Biden's COVID-19 Response Eroded Civil Liberties
Mandates, school closures, and overreach defined an administration that doubled down on failed policies.
In the January 2025 issue of Reason, we're giving performance reviews of Joe Biden's presidency. Click here to read the other entries.
When Joe Biden was sworn in as president in January 2021, he had good reason to be optimistic about the trajectory of the COVID-19 pandemic. Despite being widely criticized for—and arguably losing his first reelection because of—the perceived insufficiencies of his coronavirus response, President Donald Trump had successfully overseen Operation Warp Speed. As a result of this public-private partnership, federal health officials were able to grant emergency authorization for COVID-19 vaccines by the end of 2020, a much faster than expected timetable. In the first few months of Biden's presidency, millions of Americans got vaccinated and COVID-19 cases dropped rapidly.
The fantastic news was short-lived. Infection numbers began to climb again in the summer of 2021 with the rise of the delta variant. While health officials had initially suggested that the vaccines would prevent infection—a claim also repeated by Biden himself—it turned out that they offered limited protection in this regard. More Americans died of COVID-19 during Biden's first year in office than Trump's last.
How did Biden respond to these problems? By doubling down on the most intrusive and least justified pandemic prevention policies: mandates and lockdowns. These policies proved incredibly ineffective at stopping COVID-19.
In September 2021, Biden declared a national vaccine mandate—not just for federal workers, but for 80 million employees of private companies as well. Despite having personally assured Americans that he would not require them to get vaccinated if he was elected president, Biden left employees of businesses that employed more than 100 people no choice but to comply. He did not seek approval from Congress. Rather, Biden simply declared that he already possessed the power to impose a vaccine mandate under workplace safety laws. His own press secretary, Jen Psaki, had previously declared that the administration believed such a mandate is "not the role of the federal government"; Biden apparently changed his mind. Weeks later, the Supreme Court struck down the mandate, declaring it an unconstitutional overreach.
Biden also required masks and social distancing for the federal work force. While the administration did not formally require masks and distancing in private settings, the administration's health advisers certainly encouraged state and local officials to adopt such policies. Rochelle Walensky, head of the Centers for Disease Control and Prevention (CDC) under Biden, continued to issue guidance in support of such disruptive mitigation efforts well into 2022.

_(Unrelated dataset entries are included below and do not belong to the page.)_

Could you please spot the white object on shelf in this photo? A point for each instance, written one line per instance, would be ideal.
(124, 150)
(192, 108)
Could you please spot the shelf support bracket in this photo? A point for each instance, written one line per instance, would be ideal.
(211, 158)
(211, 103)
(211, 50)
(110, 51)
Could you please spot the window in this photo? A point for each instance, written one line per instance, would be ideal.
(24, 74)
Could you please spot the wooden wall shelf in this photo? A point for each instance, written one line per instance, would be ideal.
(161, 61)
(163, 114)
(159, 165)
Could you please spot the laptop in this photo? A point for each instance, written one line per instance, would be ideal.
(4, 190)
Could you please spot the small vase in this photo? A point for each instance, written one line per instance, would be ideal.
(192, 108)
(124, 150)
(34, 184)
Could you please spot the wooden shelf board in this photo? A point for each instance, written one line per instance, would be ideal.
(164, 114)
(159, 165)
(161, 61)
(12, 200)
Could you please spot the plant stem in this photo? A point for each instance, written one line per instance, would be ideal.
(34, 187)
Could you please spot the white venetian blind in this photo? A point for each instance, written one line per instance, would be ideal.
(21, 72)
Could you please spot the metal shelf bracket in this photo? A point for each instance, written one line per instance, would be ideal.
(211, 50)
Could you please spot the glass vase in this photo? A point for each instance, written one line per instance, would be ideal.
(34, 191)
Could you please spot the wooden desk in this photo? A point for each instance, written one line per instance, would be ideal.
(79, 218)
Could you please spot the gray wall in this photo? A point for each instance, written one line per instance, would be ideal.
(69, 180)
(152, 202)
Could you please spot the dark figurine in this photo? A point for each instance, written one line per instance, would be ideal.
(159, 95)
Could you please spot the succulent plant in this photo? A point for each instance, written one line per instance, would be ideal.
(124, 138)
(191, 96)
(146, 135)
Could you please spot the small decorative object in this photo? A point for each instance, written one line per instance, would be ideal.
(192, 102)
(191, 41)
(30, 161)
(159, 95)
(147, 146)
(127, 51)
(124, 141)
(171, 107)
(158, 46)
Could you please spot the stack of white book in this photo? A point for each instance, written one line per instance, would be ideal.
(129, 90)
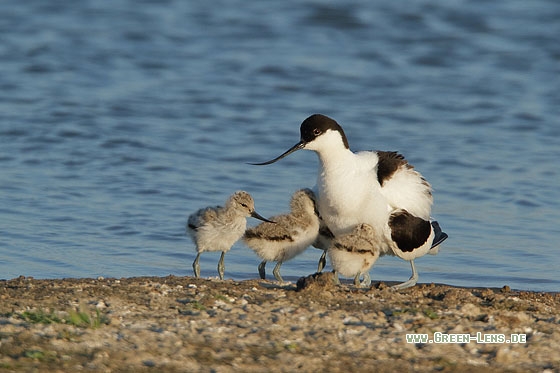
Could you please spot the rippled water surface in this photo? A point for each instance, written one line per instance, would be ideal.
(118, 119)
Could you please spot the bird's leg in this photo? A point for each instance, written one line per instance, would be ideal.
(276, 272)
(196, 266)
(322, 261)
(367, 280)
(411, 282)
(261, 267)
(335, 278)
(357, 279)
(221, 266)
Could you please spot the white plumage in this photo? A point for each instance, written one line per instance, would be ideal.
(375, 187)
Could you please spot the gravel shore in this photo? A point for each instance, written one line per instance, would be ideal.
(184, 324)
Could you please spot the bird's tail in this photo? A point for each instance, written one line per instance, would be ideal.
(439, 237)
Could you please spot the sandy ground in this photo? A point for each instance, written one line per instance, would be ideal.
(183, 324)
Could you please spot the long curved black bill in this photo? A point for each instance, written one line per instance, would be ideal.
(257, 216)
(298, 146)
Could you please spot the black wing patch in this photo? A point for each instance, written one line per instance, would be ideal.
(388, 164)
(408, 231)
(439, 235)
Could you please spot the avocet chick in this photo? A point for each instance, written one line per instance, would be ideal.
(291, 234)
(218, 228)
(353, 254)
(323, 242)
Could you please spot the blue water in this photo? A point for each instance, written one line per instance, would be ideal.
(118, 119)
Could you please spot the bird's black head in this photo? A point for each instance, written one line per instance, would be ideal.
(310, 129)
(316, 125)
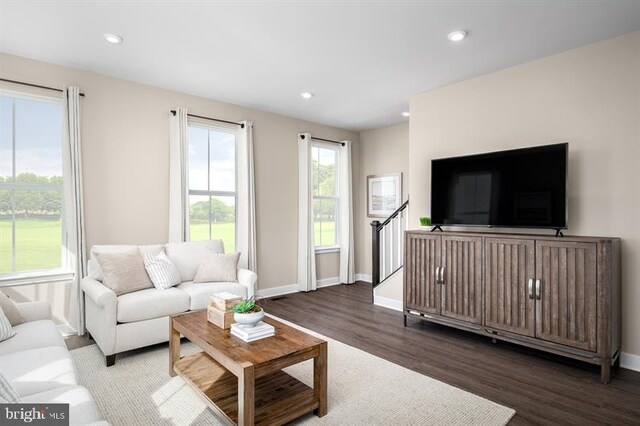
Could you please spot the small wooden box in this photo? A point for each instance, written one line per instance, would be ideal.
(224, 301)
(220, 318)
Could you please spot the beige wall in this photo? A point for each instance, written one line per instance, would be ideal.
(125, 129)
(384, 150)
(589, 97)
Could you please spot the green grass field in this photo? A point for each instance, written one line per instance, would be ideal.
(223, 231)
(38, 242)
(38, 245)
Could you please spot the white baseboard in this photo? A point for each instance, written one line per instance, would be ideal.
(277, 291)
(327, 282)
(66, 330)
(293, 288)
(363, 277)
(630, 361)
(385, 302)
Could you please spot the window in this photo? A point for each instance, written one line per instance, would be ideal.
(324, 163)
(212, 184)
(31, 229)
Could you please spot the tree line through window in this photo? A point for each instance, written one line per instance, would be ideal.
(31, 198)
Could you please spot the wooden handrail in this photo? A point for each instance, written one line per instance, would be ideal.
(394, 214)
(376, 228)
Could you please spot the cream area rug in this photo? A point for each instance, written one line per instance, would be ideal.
(363, 390)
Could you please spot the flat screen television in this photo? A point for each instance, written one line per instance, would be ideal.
(517, 188)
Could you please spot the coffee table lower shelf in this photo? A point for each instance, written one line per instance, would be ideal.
(279, 397)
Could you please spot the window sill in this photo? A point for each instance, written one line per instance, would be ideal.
(26, 278)
(327, 249)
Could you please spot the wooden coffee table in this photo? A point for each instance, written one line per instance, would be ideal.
(243, 382)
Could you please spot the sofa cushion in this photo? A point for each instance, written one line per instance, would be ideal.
(7, 391)
(199, 292)
(31, 335)
(151, 303)
(188, 256)
(218, 267)
(38, 370)
(6, 331)
(124, 272)
(10, 310)
(163, 273)
(82, 408)
(93, 267)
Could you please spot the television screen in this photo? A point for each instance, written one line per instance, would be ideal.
(516, 188)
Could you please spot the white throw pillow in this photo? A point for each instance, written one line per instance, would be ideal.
(7, 393)
(163, 273)
(218, 267)
(6, 332)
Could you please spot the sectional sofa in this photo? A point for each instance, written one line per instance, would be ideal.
(39, 367)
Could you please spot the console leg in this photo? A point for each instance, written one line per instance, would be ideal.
(110, 359)
(605, 371)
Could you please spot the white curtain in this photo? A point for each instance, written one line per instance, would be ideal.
(74, 244)
(246, 220)
(347, 262)
(178, 177)
(306, 246)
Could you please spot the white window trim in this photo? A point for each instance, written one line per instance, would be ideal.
(333, 247)
(327, 249)
(37, 276)
(231, 129)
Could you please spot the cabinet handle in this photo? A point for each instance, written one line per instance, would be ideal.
(530, 288)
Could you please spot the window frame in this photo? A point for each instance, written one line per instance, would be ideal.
(44, 275)
(329, 248)
(219, 127)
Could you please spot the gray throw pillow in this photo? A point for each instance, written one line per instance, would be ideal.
(163, 273)
(10, 310)
(218, 267)
(124, 272)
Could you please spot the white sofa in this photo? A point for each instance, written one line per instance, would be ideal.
(141, 318)
(39, 367)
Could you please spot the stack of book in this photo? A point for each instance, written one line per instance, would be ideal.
(251, 334)
(219, 309)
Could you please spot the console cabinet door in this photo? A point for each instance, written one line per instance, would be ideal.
(461, 288)
(422, 257)
(566, 308)
(509, 268)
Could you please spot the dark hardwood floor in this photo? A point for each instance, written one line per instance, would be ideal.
(542, 388)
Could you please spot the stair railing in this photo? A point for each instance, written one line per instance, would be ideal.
(387, 245)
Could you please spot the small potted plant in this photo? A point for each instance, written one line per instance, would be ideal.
(425, 221)
(248, 312)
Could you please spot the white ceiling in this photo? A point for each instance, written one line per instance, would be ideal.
(363, 60)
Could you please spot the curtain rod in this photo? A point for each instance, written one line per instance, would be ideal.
(34, 85)
(173, 111)
(324, 140)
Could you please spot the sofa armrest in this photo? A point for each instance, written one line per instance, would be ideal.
(101, 308)
(34, 311)
(100, 294)
(248, 279)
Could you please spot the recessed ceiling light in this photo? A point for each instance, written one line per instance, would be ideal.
(112, 38)
(457, 35)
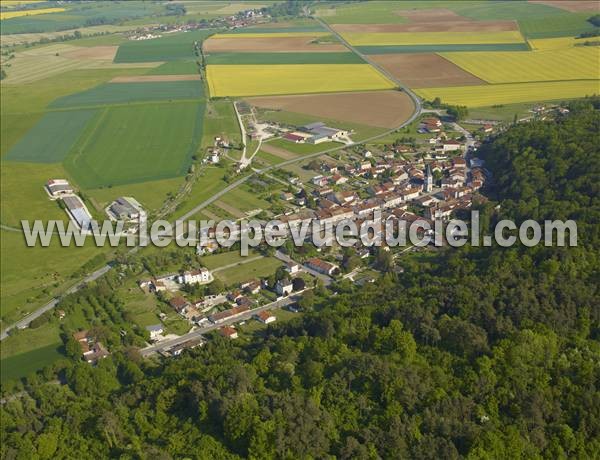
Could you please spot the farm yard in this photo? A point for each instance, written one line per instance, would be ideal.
(254, 80)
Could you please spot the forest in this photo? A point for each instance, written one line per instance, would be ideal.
(475, 352)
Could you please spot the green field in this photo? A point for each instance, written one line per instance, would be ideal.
(283, 58)
(77, 15)
(393, 49)
(51, 138)
(169, 47)
(124, 145)
(125, 93)
(19, 366)
(175, 68)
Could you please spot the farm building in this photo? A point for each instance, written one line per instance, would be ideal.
(126, 208)
(58, 188)
(78, 212)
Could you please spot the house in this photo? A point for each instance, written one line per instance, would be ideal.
(179, 304)
(265, 317)
(228, 332)
(155, 331)
(57, 188)
(292, 268)
(197, 276)
(126, 208)
(320, 266)
(284, 287)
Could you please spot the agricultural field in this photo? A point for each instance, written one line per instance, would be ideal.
(124, 145)
(254, 80)
(581, 63)
(131, 92)
(432, 38)
(268, 43)
(173, 47)
(420, 70)
(480, 96)
(385, 109)
(283, 58)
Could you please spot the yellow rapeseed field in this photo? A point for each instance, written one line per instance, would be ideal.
(580, 63)
(432, 38)
(256, 80)
(486, 95)
(16, 14)
(271, 35)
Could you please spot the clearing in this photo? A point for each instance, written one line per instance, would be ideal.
(256, 80)
(420, 70)
(385, 109)
(480, 96)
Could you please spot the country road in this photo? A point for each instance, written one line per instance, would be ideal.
(98, 273)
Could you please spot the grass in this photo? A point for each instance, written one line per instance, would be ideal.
(480, 96)
(581, 63)
(432, 38)
(126, 145)
(257, 269)
(243, 35)
(169, 47)
(19, 366)
(220, 121)
(175, 68)
(32, 12)
(254, 80)
(51, 138)
(125, 93)
(442, 48)
(283, 58)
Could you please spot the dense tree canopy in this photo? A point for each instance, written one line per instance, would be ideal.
(474, 352)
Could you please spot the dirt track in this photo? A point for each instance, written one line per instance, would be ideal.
(425, 70)
(281, 44)
(383, 109)
(149, 78)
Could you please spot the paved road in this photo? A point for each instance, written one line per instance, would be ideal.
(167, 344)
(418, 109)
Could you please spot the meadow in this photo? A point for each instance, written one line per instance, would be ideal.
(171, 47)
(254, 80)
(581, 63)
(135, 144)
(283, 58)
(393, 49)
(480, 96)
(432, 38)
(126, 93)
(51, 138)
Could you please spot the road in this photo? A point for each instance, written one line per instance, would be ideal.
(418, 109)
(166, 344)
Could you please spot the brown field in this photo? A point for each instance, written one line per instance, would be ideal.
(281, 44)
(93, 52)
(441, 26)
(425, 70)
(278, 151)
(573, 6)
(149, 78)
(431, 15)
(383, 109)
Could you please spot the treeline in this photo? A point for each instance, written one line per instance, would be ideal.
(471, 353)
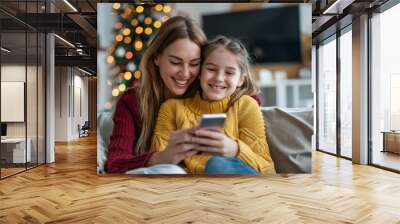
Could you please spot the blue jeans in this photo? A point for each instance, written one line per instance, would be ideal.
(226, 165)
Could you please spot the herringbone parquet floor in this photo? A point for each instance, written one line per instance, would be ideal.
(70, 191)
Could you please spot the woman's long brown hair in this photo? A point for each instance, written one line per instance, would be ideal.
(151, 91)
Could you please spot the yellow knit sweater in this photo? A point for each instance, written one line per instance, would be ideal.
(244, 124)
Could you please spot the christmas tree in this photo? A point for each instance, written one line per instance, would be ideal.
(135, 27)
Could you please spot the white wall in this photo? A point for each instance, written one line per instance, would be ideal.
(67, 115)
(197, 10)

Most notoriously, the CDC offered explicit justifications for government officials all over the country to keep schools closed, even as it became increasingly clear that COVID-19 was not particularly threatening for school-aged kids or a significant vector for out-of-school transmission. State and local governments listened, at least in blue states. By year two of the pandemic, many restaurants, offices, warehouses, and movie theaters were again open for business, even as schools in those areas remained closed. This was completely backward, and it continues to have profound effects on young people who suffered learning loss from being kept out of the classroom for so long.
Throughout his time in office, Biden empowered officials to violate Americans' liberties in the name of fighting COVID-19. There is little evidence those policies worked.